Uma finança diferente
Nem todo dinheiro é ruim, assim como nem toda forma de o gastar é saudável. É nesse ponto que compreendo a análise de Boutang, quando se refere à necessidade de construir uma finança diferente, que seja a favor da vida financiando projetos socioambientais, e não a globalizada e enraizada no modelo neoliberal que financia o mercado de armas, drogas, favorece a biopirataria (ilícito), sustenta e mantém o lícito da concentração por corporações com produção suja e degradante e governos corruptos.
Quando tratamos de uma cifra de R$1.000,00 (mil reais), o senso comum sabe de que número estamos falando, pois todos conhecem essa cifra por um dia ter tido esse dinheiro em suas mãos. Mas quando tratamos de cifras que ultrapassam a casa dos três zeros, como 100.000 (cem mil), 1 milhão, 1 bilhão, 1 trilhão, a população não sabe a diferença que representa na economia entre tantos zeros.
É nessa casa de cifras (de mais de três zeros) que circulam os valores monetários no sistema financeiro, migrando de um continente a outro, com a velocidade de milésimos de segundos, como bem aponta o estudo do pesquisador Edemilson Paraná, em entrevista para a IHU On-Line. Quando o sistema financeiro alavanca essas cifras, arrebenta com a atividade produtiva, causando estragos enormes nas contas públicas e privadas. É das contas públicas que pode estar ocorrendo a transferência de valores destinados à educação, à saúde, à segurança pública, à previdência e à defesa e proteção do meio ambiente, para grupos privados. Este processo onera o custo de taxas de juros e tributos, em detrimento do custo de vida da população pobre, que é a maior pagadora de impostos, tema analisado pelo movimento de auditoria cidadã nas entrevistas com Maria Lucia Fattorelli e Carmen Cecilia Bressane pela IHU On-Line.

É este o sentido da mobilização da sociedade via campanhas de esclarecimento, auditorias de contas públicas e pressão com propostas proativas em favor de uma reforma tributária e fiscal que contemple e estimule o financiamento e os investimentos diretos em projetos socioambientais, na produção consciente e de menor impacto ambiental. Este é o caminho que a ferramenta finanças deve seguir em favor da vida, e não como tem sido usada até agora, para projetos de morte, provocando guerras, conflitos regionais, etnocídio e genocídio. É por essas consequências que muitos demonizam ocapitalismo e o sistema financeiro.

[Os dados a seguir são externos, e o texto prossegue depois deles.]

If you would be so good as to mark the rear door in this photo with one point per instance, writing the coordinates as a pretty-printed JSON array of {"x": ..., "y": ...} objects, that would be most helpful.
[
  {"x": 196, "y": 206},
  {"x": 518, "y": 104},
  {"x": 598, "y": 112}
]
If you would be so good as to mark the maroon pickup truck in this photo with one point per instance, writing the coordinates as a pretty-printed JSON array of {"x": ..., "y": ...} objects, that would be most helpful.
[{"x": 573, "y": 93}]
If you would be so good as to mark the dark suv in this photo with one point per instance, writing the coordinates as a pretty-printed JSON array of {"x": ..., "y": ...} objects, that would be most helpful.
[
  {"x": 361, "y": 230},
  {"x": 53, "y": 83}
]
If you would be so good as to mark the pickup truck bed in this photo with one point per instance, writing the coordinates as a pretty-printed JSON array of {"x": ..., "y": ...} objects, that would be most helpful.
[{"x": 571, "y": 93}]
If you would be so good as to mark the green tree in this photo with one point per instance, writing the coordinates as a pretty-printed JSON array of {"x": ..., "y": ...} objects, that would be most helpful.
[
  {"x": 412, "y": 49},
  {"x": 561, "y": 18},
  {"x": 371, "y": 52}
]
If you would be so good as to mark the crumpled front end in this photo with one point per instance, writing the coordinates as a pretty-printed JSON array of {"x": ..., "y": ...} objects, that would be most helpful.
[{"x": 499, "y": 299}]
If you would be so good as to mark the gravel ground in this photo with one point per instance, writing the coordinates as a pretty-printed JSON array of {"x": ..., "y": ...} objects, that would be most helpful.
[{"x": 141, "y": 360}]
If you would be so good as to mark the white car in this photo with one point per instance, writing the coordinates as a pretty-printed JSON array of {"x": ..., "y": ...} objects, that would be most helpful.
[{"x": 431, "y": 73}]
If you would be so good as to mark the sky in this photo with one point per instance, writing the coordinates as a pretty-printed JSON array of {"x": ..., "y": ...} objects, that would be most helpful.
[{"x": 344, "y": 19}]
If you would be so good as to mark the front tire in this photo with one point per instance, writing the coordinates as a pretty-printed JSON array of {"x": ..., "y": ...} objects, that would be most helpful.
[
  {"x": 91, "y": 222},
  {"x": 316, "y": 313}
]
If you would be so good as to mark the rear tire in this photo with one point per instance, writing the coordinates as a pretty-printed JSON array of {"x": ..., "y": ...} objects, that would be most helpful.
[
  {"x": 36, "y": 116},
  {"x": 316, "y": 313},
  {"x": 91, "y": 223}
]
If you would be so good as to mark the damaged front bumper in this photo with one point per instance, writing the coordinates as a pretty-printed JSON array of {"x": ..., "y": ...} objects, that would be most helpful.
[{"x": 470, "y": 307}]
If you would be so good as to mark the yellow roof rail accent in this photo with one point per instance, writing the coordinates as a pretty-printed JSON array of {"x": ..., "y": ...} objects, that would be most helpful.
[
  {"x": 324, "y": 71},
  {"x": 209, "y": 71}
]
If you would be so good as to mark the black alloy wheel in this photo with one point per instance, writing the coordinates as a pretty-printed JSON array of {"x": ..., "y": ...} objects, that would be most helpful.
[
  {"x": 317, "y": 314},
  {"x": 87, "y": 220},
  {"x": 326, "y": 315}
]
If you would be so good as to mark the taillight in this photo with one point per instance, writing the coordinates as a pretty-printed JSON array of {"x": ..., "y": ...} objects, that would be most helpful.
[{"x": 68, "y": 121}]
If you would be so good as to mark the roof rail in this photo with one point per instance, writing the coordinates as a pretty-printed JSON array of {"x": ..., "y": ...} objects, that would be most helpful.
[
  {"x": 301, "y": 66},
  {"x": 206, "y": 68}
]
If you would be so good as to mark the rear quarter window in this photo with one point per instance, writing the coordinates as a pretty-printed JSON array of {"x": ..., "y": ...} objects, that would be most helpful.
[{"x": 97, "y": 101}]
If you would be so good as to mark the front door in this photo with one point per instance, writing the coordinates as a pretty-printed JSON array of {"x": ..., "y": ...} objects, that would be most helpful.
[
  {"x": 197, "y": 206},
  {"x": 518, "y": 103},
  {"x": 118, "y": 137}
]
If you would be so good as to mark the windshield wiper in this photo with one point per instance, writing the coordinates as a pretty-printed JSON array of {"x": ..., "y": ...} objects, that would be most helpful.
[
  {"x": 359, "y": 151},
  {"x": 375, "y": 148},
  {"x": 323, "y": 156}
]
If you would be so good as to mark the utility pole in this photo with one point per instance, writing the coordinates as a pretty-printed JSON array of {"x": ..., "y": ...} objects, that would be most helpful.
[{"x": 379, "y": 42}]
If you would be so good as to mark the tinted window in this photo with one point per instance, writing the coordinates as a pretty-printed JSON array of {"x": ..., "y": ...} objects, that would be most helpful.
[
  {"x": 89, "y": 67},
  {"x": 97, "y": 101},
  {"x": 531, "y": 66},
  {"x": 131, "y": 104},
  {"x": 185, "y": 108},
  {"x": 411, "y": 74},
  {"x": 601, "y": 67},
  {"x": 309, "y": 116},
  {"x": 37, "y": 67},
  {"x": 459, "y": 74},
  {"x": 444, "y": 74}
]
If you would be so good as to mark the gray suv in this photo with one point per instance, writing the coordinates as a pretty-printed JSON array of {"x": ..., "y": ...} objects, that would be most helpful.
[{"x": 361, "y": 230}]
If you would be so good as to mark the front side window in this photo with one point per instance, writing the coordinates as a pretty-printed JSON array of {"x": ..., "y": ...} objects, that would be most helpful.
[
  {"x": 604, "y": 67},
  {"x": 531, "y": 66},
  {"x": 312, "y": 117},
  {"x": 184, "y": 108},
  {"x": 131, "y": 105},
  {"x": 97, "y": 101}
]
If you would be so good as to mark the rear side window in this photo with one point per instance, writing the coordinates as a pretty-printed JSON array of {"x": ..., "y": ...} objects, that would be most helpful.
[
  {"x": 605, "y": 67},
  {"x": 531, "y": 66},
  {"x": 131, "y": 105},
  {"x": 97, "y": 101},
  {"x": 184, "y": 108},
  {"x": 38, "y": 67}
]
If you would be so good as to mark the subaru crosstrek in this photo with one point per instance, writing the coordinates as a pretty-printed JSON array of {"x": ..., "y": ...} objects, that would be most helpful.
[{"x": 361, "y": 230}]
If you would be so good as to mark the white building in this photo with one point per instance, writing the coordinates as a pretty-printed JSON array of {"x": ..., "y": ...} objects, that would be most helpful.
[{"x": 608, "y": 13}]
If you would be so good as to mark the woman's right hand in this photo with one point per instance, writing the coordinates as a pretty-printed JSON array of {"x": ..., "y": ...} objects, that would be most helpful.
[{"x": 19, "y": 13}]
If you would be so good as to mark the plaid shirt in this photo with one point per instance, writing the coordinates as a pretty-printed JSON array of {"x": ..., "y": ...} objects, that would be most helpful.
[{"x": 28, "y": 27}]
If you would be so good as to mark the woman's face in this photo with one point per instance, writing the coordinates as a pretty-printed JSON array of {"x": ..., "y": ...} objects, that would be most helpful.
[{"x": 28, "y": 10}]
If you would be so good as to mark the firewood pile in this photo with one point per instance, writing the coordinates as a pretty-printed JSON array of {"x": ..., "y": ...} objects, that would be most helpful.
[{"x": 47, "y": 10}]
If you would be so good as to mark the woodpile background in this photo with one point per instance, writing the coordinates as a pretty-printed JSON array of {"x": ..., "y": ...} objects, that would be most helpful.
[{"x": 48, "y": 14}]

Têm sua razão, em partes, porque não há como negar certo comodismo e ingenuidade em acreditar que pela simples ação de uma revolução político-ideológica se conseguirá superar este modus operandi, a exploração de um ser humano pelo outro, conscientemente projetado no território mental da natureza humana. Perceba que os demais seres vivos não agem desta forma. Andam em grupo; migram em busca de alimentos e não praticam a autofagia por bens materiais e dinheiro. A moeda não faz parte do paradigma organicista dos demais seres vivos, como vivem os humanos no paradigma mecanicista, condicionados ao sucesso do ter e não do ser.
IHU On-Line – Por que as finanças são potenciais para romper com a crise sistêmica? Em que elas podem contribuir?

Amyra El Khalili – A crise sistêmica é fruto do entrelaçamento e imbricamento entre a moeda e as garantias que lastreiam essa emissão de dinheiro e do fato de que, por exemplo, cada saca de soja negociada na Bolsa de Chicago pode multiplicar-se em contratos de compra e venda futura até 100 vezes. Se em algum momento, com uma possível intervenção de bancos centrais, houver necessidade de se executar judicialmente cada contrato de soja que circula no mercado de derivativos (derivado de ativos), toda a soja do mundo não será suficiente para a entrega física por liquidação contratual, ou seja, essa soja não existe. Para não correrem o risco de uma intervenção judicial, as bolsas de commodities e derivativos suprimiram a cláusula que prevê entrega física de commodities. É nesse ponto que reside a financeirização da produção de commodities agropecuárias e de minérios nas bolsas.
A função dos mercados futuros e de derivativos deveria ser a de “fixar preço” para se prevenir do risco de uma quebra de safra, de crises políticas e econômicas, de crises climáticas e desastres naturais, entre outros fatores imprevisíveis, que podem provocar aumentos estratosféricos de preços ou baixas expressivas, prejudicando o custo de produção ou estourando com os fluxos de caixa, com isso gerando desemprego, falência de indústrias, de produtores e prestadores de serviços (hedge/proteção).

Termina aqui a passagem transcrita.